March 2, 2020
Reproductive health disparities, such as maternal mortality and morbidity rates, are significantly higher for women of color compared to white women.
Dr. Madeline Sutton, medical epidemiologist and board-certified OB/GYN and assistant professor at Morehouse School of Medicine, said that health care providers need to understand historical contexts to better modern medicine and to understand the disparities and gaps between the reproductive care of women of color compared to white women.
According to a study on pregnancy related deaths, 30 Native American women and 41 African American women die per 100 thousand live births. Sutton highlighted three recent prominent cases in which African American and Native American women died during or shortly after childbirth. She said that the deaths of Shalon Irving, Kyira Johnson and Stephanie Snook could have been prevented if their health care providers paid attention to, and acted upon, their patients’ concerns.
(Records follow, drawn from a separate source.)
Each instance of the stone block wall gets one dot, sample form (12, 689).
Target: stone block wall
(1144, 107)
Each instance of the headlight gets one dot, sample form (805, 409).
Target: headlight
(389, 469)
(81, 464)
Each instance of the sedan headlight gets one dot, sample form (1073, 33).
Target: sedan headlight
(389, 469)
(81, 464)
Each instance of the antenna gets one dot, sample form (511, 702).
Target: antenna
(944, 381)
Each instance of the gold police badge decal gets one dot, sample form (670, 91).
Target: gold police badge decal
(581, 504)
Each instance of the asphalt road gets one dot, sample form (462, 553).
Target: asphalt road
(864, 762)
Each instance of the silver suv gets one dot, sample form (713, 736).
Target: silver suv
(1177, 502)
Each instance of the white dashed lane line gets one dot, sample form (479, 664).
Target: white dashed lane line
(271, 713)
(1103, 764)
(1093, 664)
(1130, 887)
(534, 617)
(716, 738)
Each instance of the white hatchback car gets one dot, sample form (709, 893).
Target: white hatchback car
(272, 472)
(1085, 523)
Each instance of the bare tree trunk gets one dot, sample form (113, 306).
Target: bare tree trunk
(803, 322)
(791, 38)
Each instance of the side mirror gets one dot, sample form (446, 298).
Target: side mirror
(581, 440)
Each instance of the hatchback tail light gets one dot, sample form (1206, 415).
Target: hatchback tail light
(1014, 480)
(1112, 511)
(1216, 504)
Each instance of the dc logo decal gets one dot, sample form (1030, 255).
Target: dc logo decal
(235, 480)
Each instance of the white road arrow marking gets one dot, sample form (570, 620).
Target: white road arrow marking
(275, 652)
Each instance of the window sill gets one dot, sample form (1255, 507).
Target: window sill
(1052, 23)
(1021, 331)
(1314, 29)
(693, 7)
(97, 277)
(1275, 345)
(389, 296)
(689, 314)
“Women of color remain more likely to be affected by negative outcomes, even when carrying a pregnancy to term or almost to term,” Sutton said.
She also said that all health care providers, but more importantly those in the reproductive health field, can do better by paying attention to the concerns of their patients as if they were caring for a “sister, mother or auntie.”
Within the reproductive health field, there has been a push for reproductive care providers to begin seeing women three weeks after childbirth, rather than the standard six week mark. This has been implemented so women who have a history of health or mental health problems can be taken care of in a more efficient way.
Deputy Director for Community Outreach at the Institute for Rural Health Research, Dr. Pamela Payne-Foster, said that one of the most important lessons in Sutton’s talk was the role of physicians in how they listen to their patients, particularly women of color, which plays a role in the increased mortality and morbidity of mothers. She also said how important it is for medical students and residents to understand what causes maternal deaths in order to benefit women of color within the U.S. and globally.